Each option of the fork preserves one priority at the cost of sacrificing the other. When presented with a fork, PCs must choose one priority to sacrifice. Then, the story carries forward the consequences of that choice.

TODO: Diagram

Crafting Forks

To craft a fork, pick two remaining priorities. These are the fork's options.

For each option of the fork, envision a situation which would cost the other option's priority.

Then, envision the fork - a physical or rhetorical situation where PCs must choose only one of the two options.

Physical fork. Physical forks pressure PCs with the fact that they can't be in two places at once. They are literal forks in the road.

Take the long, safe way, or the quick, dangerous way?Save the dying victim, or chase the fleeing thief?

Rhetorical fork. Rhetorical forks pressure PCs to choose between people, beliefs, goals, and ideas. They are figurative forks in the road, usually prompted by an NPC or a situation which requires a decision.

Will you marry the Prince, uniting the kingdoms? Or will you run away with your lover, plunging the realm further in war?

Don't overthink choices. Physical forks are simple, so they're a good place to start. Once you're comfortable with physical forks, draw on PC and NPC motivations to craft rhetorical forks. Any plan with two competing factions also offers a simple rhetorical fork - which of the factions will PCs support?

When designing forks, consider how to make the choice natural and unavoidable. This isn't easy, and requires some creativity.

If it's challenging to present a fork naturally - consider presenting it between scenes. Then, players still get to make a choice, and the group can work it into the story together in the next scene.

Presenting Choices

When foreshadowing or presenting choices, remember to focus your efforts on contrasting the costs. It's simpler for players to understand that they are choosing between a single priority that they will lose, than it is to understand choosing between multiple priorities that they will preserve or gain.

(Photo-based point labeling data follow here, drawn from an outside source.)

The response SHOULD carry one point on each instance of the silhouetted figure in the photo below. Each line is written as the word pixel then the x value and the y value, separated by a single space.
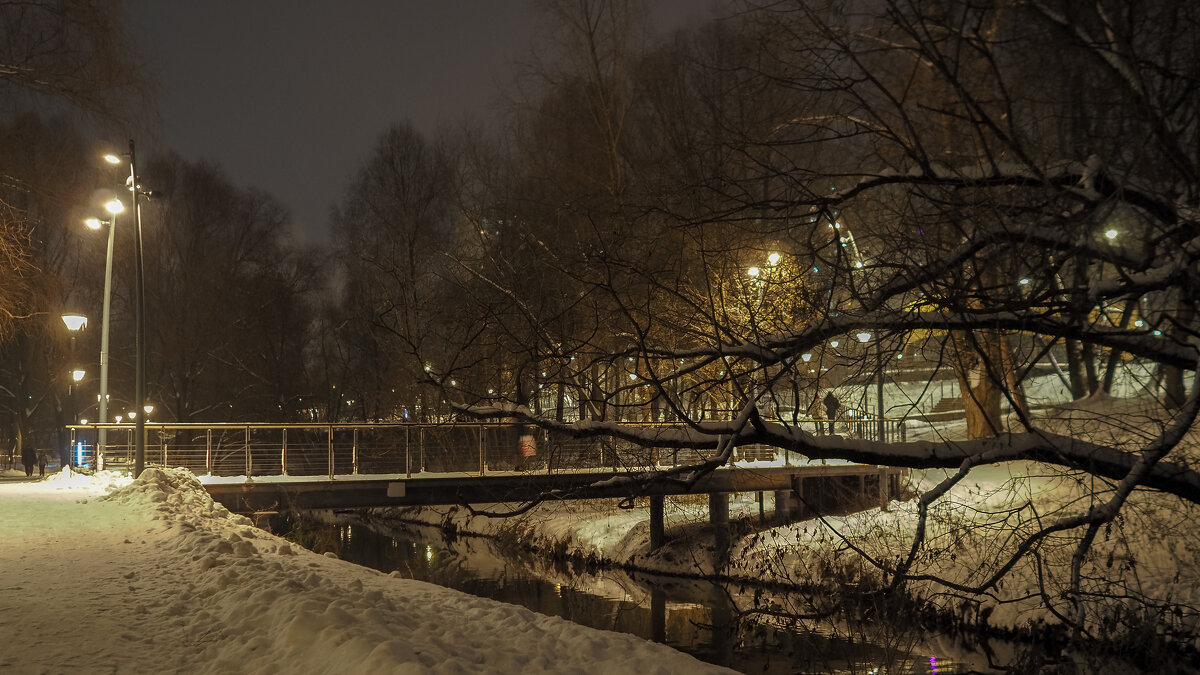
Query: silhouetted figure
pixel 832 406
pixel 28 459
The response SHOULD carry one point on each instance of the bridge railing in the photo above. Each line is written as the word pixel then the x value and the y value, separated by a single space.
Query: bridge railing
pixel 383 448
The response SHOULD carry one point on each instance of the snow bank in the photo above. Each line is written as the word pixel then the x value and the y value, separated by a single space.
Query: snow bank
pixel 167 580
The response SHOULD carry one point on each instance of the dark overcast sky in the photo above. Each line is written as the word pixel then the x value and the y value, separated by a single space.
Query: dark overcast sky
pixel 289 96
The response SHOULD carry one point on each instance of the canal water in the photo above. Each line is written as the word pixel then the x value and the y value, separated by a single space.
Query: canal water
pixel 745 628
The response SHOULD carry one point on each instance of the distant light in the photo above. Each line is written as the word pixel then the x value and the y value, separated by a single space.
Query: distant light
pixel 75 321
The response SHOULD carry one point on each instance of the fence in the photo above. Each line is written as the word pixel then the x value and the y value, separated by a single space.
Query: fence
pixel 339 449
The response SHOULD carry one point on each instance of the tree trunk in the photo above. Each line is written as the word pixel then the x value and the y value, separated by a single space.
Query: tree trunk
pixel 981 393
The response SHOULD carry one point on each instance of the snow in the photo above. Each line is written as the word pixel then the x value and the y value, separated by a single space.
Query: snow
pixel 1143 571
pixel 107 574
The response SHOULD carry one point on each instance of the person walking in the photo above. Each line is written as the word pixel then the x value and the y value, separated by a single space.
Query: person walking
pixel 28 458
pixel 832 406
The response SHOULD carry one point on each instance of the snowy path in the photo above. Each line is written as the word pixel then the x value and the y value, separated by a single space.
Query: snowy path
pixel 159 579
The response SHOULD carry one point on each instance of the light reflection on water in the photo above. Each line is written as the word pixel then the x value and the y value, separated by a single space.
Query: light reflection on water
pixel 743 628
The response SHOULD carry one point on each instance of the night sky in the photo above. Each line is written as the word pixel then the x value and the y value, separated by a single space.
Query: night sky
pixel 289 96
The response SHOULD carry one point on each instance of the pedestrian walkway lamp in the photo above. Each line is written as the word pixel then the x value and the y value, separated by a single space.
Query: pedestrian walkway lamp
pixel 75 323
pixel 139 311
pixel 113 207
pixel 879 380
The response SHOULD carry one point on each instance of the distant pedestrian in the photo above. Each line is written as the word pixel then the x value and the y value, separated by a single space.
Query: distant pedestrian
pixel 28 459
pixel 832 406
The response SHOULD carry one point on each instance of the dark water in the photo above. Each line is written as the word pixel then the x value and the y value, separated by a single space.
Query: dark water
pixel 744 628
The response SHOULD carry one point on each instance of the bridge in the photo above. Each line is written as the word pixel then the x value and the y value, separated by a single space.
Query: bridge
pixel 269 467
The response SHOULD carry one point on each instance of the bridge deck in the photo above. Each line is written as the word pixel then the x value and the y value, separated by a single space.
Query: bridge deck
pixel 360 491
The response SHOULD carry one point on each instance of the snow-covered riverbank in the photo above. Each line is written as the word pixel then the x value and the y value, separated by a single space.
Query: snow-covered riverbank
pixel 1147 565
pixel 112 575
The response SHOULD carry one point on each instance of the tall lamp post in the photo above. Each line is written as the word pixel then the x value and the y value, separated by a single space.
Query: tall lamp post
pixel 113 207
pixel 139 316
pixel 75 323
pixel 879 380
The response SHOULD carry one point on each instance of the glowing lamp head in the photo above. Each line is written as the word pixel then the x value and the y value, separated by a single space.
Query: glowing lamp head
pixel 75 321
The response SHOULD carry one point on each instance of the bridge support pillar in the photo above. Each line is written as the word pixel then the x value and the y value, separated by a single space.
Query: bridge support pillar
pixel 658 525
pixel 719 518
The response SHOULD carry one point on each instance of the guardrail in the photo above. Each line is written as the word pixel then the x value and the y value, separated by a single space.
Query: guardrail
pixel 375 448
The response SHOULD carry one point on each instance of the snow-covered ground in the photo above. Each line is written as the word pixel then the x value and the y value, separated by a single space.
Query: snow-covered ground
pixel 103 574
pixel 1141 577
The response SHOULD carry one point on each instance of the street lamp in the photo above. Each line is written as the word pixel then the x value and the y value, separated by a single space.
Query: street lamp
pixel 139 312
pixel 114 207
pixel 75 323
pixel 879 378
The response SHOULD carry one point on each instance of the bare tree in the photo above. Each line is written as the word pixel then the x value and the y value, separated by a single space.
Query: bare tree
pixel 925 183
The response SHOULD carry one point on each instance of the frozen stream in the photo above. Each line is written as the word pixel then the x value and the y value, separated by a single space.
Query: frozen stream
pixel 695 616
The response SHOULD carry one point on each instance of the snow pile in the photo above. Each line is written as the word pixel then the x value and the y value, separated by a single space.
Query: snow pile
pixel 167 580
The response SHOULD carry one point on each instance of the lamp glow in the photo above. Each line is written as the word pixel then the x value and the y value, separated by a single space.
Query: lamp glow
pixel 75 321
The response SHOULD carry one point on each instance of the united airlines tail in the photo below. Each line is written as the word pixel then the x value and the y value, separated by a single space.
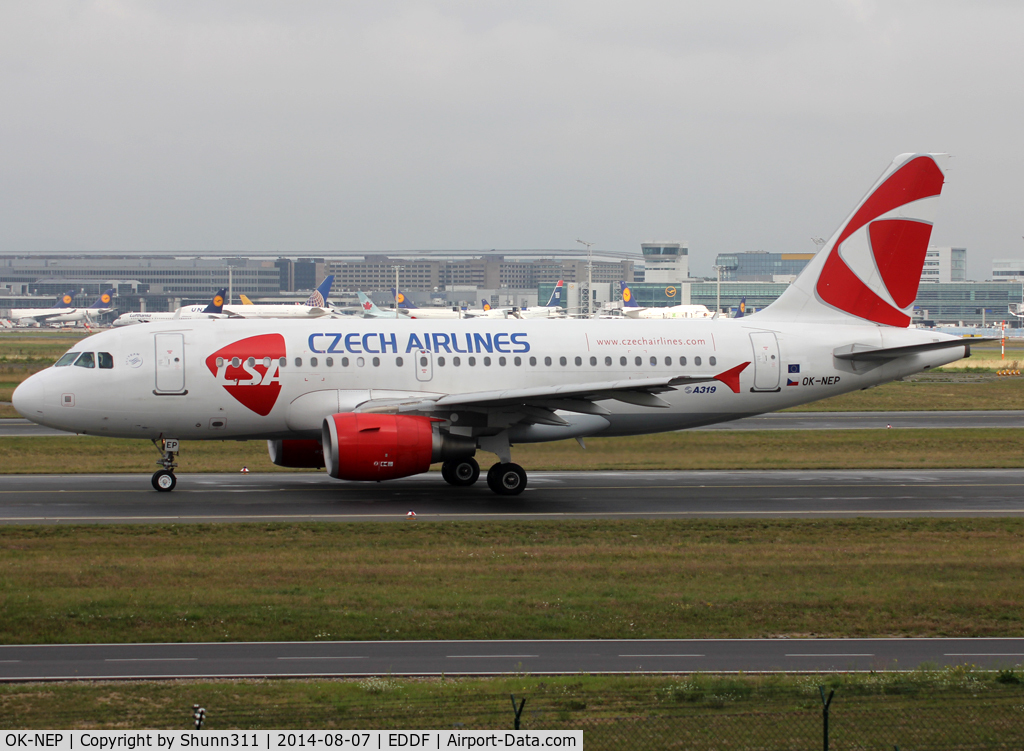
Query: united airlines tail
pixel 217 303
pixel 628 300
pixel 869 269
pixel 556 295
pixel 400 301
pixel 103 300
pixel 320 295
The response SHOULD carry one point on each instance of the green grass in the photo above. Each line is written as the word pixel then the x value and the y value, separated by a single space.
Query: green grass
pixel 948 709
pixel 649 579
pixel 687 450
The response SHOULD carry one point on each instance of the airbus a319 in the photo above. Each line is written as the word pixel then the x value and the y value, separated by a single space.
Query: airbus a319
pixel 378 399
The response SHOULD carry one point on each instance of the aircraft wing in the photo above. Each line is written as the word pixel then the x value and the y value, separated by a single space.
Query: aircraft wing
pixel 872 353
pixel 538 404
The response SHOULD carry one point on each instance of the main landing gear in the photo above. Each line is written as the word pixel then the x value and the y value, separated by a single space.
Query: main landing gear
pixel 505 478
pixel 164 480
pixel 461 472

If we choose 1st option, we will sacrifice cost / priority a.If we choose 2nd option, we will sacrifice cost / priority b.

To frame a choice, present the two options of a fork through the story. Qualify each option with what it will cost.

Fail Secondary Goal

Doing this, we won't be able to achieve SECONDARY GOAL.

Offend Faction

FACTION won't like this.

Face Obstacle

_Doing this, we'll need to face OBSTACLE.

Miss Deadline

_This will take a lot of time, and we'll be late for DEADLINE.